# Information on a Pygmy bearded dragon



## Hypo_04 (Jan 28, 2014)

Hey everyone
i have been looking into Pygmy bearded dragons and just want to know some extra information, like enclosure size, how many can you keep togeather and do you need a licence for one in South Australia?
thank you


----------



## pinefamily (Jan 28, 2014)

Hi Hypo,
Pygmy beardies, like their bigger cousins, are best kept alone. Some people will tell you they have kept them together with no problems, but the risk of injury or death is too great to take that chance, in my opinion.
To keep one pygmy beardie, no smaller than a 900 long enclosure, and if its the only reptile you have, no you don't need a permit. Only if you were to sell or give it away later.


----------



## Hypo_04 (Jan 28, 2014)

Thank you pinefamily
i might need to get a licence then if I'm gonna get some pygmies, I currently have thicktails.


----------



## dragonlover1 (Jan 28, 2014)

gidday Hypo,I keep pygmies too.I have 4 in individual 60x60x60cm enclosures( they are actually 120 long with dividers so I can remove them for mating season).I have heard they are more friendly/communal than centrals but do not want to have any confrontation so keep them separate,The first pair lived together for about a year till I saw the first signs of aggression and then separated them.Good luck with your new dragons


----------



## pinefamily (Jan 29, 2014)

Hypo_04 said:


> Thank you pinefamily
> i might need to get a licence then if I'm gonna get some pygmies, I currently have thicktails.

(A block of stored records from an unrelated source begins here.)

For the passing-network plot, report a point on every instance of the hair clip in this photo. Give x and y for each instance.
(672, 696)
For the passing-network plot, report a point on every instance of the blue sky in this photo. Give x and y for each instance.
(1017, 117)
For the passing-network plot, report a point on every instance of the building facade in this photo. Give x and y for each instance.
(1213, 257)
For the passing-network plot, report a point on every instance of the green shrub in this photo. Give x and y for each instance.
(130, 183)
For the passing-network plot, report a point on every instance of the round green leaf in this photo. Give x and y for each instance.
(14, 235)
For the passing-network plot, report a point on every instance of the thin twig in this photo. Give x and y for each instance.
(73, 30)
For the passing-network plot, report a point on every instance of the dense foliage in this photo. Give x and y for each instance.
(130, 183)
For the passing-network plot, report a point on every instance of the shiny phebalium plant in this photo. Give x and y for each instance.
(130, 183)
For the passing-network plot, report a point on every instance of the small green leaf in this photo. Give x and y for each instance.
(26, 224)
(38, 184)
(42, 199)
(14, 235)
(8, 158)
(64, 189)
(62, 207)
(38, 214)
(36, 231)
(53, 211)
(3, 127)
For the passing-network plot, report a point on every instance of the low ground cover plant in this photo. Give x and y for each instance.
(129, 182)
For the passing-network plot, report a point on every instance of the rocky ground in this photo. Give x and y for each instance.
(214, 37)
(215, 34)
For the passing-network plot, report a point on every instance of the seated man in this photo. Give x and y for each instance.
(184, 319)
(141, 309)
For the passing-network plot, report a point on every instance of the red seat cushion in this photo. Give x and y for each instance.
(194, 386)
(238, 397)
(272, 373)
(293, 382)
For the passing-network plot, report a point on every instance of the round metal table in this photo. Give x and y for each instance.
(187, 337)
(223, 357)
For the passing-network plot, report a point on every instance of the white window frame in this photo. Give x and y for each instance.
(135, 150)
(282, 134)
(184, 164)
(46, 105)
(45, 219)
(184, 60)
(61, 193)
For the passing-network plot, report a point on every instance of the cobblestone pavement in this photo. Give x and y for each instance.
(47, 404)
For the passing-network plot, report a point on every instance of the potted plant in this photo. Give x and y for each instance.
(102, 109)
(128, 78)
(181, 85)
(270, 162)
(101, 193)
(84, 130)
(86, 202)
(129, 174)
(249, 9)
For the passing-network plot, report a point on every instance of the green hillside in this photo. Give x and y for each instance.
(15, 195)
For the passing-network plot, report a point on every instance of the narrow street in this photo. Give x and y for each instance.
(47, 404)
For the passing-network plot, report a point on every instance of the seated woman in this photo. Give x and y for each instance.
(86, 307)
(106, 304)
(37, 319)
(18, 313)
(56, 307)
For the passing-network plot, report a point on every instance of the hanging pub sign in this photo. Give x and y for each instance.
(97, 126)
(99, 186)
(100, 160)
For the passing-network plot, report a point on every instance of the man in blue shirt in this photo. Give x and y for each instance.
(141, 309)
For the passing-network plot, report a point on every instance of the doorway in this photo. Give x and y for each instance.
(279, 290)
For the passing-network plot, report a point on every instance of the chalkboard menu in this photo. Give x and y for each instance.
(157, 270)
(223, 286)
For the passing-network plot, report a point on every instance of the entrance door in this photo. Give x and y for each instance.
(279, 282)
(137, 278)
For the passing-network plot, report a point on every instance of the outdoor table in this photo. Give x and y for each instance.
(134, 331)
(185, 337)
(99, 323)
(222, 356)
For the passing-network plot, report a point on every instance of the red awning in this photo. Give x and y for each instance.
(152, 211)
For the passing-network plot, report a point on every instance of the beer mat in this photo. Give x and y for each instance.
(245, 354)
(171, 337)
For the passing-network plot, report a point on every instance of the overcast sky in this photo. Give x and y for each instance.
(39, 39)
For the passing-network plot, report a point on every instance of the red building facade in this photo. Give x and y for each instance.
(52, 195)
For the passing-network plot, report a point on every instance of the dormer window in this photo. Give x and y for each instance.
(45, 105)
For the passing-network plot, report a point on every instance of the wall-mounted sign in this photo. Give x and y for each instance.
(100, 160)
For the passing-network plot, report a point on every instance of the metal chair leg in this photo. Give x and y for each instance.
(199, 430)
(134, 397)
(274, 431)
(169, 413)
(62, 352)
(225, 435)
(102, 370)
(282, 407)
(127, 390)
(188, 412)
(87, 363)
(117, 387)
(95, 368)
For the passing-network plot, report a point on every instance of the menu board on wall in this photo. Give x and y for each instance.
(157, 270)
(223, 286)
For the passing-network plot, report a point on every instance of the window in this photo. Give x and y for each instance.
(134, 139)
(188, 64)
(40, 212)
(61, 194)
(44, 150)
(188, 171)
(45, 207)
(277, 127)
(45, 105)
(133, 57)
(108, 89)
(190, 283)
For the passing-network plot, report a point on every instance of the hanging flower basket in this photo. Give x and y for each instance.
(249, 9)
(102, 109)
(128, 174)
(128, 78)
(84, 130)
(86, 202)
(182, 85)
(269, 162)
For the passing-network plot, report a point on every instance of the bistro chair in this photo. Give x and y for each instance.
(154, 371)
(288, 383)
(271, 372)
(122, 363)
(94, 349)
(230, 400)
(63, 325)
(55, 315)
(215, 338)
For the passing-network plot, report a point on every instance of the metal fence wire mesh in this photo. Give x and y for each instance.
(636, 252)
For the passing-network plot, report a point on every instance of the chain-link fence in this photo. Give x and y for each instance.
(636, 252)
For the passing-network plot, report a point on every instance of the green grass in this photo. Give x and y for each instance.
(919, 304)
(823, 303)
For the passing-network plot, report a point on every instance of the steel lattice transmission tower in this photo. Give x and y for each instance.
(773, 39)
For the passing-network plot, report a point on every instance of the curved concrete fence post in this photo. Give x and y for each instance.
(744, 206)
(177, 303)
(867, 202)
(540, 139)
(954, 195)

As far as I understand it, you will still be ok if you only get one Pygmy. Thicktails are exempt, meaning you don't need a permit in SA to keep them.


----------



## Crazycow232 (Jan 29, 2014)

keep pygmys the same as centrals, but they can be kept in a smaller enclosure, mine has heaps of room in his 80 by 50. Google bearded dragon care sheet or something like that you should get heaps of info, or invest in a book. Probably your best bet for information


----------



## Hypo_04 (Jan 29, 2014)

Thanks crazycow
i have got keeping books on Aussie reptiles and have done a little bit research online, just thought it couldn't hurt to come to you guys. Thanks everyone who has replied, much appreciated.


----------